Pre- and intraoperative 3-T 3D T1-weighted and 2D multislice RS-iDTI (called RESOLVE [readout segmentation of long variable echo-trains] on the Siemens platform) and SS-iDTI images were acquired in 22 adult patients undergoing intraaxial iMRI resections for suspected low-grade glioma (14; 64%), high-grade glioma (7; 32%), or focal cortical dysplasia. Regional susceptibility artifact, anatomical deviation relative to T1-weighted imaging, and tractographic output for surgically relevant tracts were compared between iDTI sequences as well as the intraoperative tract shifts from preoperative DTI.

RESULTS

RS-iDTI resulted in qualitatively less regional susceptibility artifact (resection cavity, orbitofrontal and anterior temporal cortices) and mean anatomical deviation in regions most prone to susceptibility artifact (RS-iDTI 2.7 ± 0.2 vs SS-iDTI 7.5 ± 0.4 mm) compared to SS-iDTI. Although tract reconstruction success did not significantly differ by DTI method, susceptibility artifact–related tractography failure (of at least 1 surgically relevant tract) occurred for SS-iDTI in 8/22 (36%) patients, and in 5 of these 8 patients RS-iDTI permitted successful reconstruction.

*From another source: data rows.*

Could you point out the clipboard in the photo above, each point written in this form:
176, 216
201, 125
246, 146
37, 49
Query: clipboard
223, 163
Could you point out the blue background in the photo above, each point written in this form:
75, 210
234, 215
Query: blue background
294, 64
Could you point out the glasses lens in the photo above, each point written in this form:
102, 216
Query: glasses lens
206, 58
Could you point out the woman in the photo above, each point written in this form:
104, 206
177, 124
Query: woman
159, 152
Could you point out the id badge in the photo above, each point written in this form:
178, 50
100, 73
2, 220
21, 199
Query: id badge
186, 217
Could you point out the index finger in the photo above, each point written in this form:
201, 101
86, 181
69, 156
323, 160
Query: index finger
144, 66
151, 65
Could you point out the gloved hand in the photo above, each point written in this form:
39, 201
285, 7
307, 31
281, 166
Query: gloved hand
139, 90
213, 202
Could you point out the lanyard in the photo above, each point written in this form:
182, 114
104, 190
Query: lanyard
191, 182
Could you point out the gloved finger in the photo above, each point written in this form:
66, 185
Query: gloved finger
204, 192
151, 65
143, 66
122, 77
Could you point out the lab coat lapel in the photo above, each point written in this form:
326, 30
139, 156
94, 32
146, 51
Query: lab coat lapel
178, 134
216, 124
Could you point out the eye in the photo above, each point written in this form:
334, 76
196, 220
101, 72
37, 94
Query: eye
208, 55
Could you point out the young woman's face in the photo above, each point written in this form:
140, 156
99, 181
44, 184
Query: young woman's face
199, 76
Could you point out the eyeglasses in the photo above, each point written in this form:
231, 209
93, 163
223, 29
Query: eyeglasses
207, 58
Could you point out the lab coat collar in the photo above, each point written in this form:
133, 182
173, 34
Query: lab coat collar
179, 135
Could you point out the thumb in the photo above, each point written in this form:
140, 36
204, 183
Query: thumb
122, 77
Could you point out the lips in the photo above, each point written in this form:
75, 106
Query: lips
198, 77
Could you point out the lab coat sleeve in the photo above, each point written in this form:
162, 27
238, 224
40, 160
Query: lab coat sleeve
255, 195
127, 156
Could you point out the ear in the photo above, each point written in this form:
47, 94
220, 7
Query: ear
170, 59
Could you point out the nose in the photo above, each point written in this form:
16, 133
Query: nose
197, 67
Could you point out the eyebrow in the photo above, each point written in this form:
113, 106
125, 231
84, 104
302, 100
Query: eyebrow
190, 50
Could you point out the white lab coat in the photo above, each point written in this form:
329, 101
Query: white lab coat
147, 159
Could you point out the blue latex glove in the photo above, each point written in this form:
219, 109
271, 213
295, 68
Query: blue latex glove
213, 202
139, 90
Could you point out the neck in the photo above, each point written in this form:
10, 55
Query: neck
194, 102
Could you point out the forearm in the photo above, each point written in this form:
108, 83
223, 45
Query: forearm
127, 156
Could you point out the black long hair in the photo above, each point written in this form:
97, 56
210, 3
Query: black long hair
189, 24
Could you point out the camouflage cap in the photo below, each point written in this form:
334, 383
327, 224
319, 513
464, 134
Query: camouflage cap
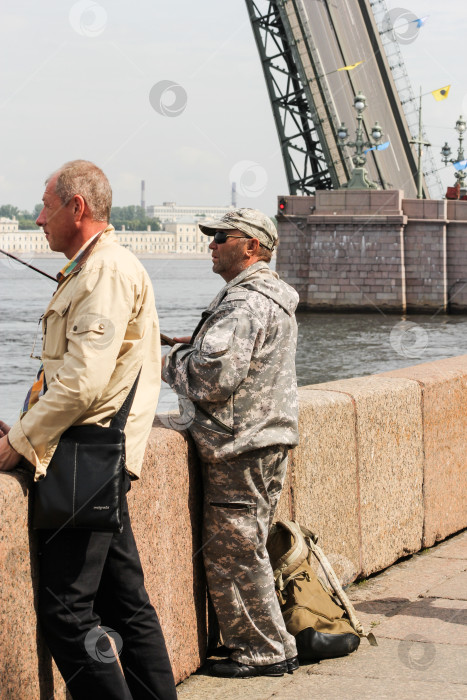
252, 222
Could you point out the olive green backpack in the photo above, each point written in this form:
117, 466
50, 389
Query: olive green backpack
323, 622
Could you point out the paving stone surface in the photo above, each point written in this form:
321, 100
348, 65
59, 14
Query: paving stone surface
418, 612
454, 588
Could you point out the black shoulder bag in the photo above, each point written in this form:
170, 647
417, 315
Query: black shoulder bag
83, 487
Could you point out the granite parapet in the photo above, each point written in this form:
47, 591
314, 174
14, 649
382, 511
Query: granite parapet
380, 472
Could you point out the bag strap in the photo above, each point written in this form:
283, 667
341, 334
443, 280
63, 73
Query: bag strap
289, 562
119, 420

Among cases with successful tractography for both sequences, maximal intersequence differences were substantial (mean 9.5 ± 5.7 mm, range −27.1 to 18.7 mm).

CONCLUSIONS

RS EPI enables higher quality and more accurate DTI for surgically relevant tractography of major white matter tracts in intraoperative, open cranium neurosurgical applications at 3 T.